77 years ago, Americans in Hawaii awoke to the sounds of mass destruction, and the sights of flames and smoke billowing from the bombing of Pearl Harbor.
It was a moment that forever changed the trajectory of the United States and the world, while forging a generation that can best be described as patriotic and strong.
Without warning or a declaration of war, the Imperial Japanese Navy Air Service bombed the harbor and killed 2,403 American service personnel and civilians in one Sunday morning.
The attack injured 1,178 others, sank four Navy battleships, damaged three cruisers and three destroyers and destroyed 188 U.S. aircraft.
President Franklin D. Roosevelt correctly called Dec. 7 "a date which will live in infamy."
Our amazing ally to the north, Canada, declared war on Japan within hours. The United States declared war Dec. 8, which had an immediate and direct effect on every man, woman and child in the country.
Nearly 11 percent of America's 140 million residents in the 1940s fought in the war. As men deployed overseas, women went to work in factories to build war machines and other goods needed to sustain the country and win the war.
Every American suddenly had a common interest: defending and preserving American sovereignty for the sake of liberty.
If not for the brave generation that fought World War II, we would not recognize this country today.
Americans fought long enough and hard enough to prevent the Japanese from dominating Asia, the Pacific and beyond. They held back the enemy long enough for the U.S. government to develop nuclear weapons with the assistance of the United Kingdom and Canada.

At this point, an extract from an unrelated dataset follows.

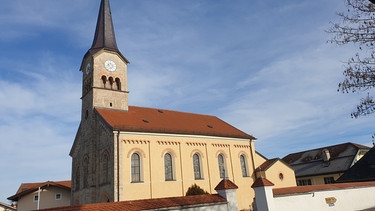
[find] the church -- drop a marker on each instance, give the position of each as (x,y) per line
(124,152)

After dropping leaflets warning Japanese residents to flee their cities, and after President Harry S. Truman warned of a "rain of ruin from the air, the likes of which has never been seen on this Earth," the United States dropped an atomic bomb on Hiroshima and Nagasaki on Aug. 6 and 9 of 1945.
The bombings, combined with the Soviet Union joining the war against Japan on Aug. 8, led Japan to surrender Aug. 15.
Just over 500,000 of roughly 16 million Americans who served in World War II remain alive today.
Americans of all generations should give special thanks each Dec. 7 for the World War II generation, which fought to save this country and make it a superpower feared and envied by the rest of the world.
Before long, communities will have no World War II veterans to thank. Be sure to thank them, and tell them we will never forget what they did for the future of this great country.